The VCR was invented, marketed, and sold to do this very thing. When the VCR first came out (same for betamax) they didn’t sell pre-recorded tapes because the only way they had to make those was to manually record them individually in real-time which was prohibitively expensive. That’s also why movie rental places caught on: early VHS movies were too expensive for most to afford. But not too expensive for a business to rent hundreds of times.
Suffice to say: if recording TV was piracy, it wasn’t illegal and the people bitching had no way to enforce their will.
Only if you sold it. Back when cassette tapes first came out, the
mysticmusic industry sued, and the Supreme Court ruled it fair use. So VHS tapes were under the same umbrella. We wouldn’t get that same ruling now.Holy hell, that was one hell of an autocorrect on mobile.
Everything that gives people non-gatekept access to any media is considered “piracy” by the powers that be.
That propaganda image is from the 80s.
Re: NFL
Which is weird because neither of those things are illegal. You can absolutely tape the radio. You just can’t distribute it. Just like you can copy your own media for your own use as much as you want.
True, but that doesn’t stop them from being propagandized as “piracy”.
Remember, no business is required to tell the truth.
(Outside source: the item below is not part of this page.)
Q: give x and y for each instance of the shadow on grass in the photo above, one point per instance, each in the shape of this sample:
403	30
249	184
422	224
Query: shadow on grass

Had a pipeline go through my backyard and you would not believe the lies that company told. Glad I lawyered up instead of believing the lies.
In 1984, this issue made it all the way to the US Supreme Court, which ultimately decided that recording television to tape using a VCR for personal use (“timeshifting”) is fair use: https://en.wikipedia.org/wiki/Sony_Corp._of_America_v._Universal_City_Studios,_Inc.
For personal use, so not for distribution and a copy made on your own, not procured from someone else, right?
The Wikipedia article has these relevant quotes from the court opinion:
The question is thus whether the Betamax is capable of commercially significant noninfringing uses … one potential use of the Betamax plainly satisfies this standard, however it is understood: private, noncommercial time-shifting in the home.[7] […] [W]hen one considers the nature of a televised copyrighted audiovisual work… and that time-shifting merely enables a viewer to see such a work which he had been invited to witness in its entirety free of charge, the fact… that the entire work is reproduced… does not have its ordinary effect of militating against a finding of fair use.[8]
So yeah, private, non commercial, in the home, for content you would have otherwise been able to see for yourself in the past by the “regular” means available to you.
Which is vastly different from going on the internet and downloading a movie with your favorite torrent program when you wouldn’t have otherwise been able to see it…
Came here to say “Time shifting”.
To the top with you! I see some opinions quoted, but yours is the right answer.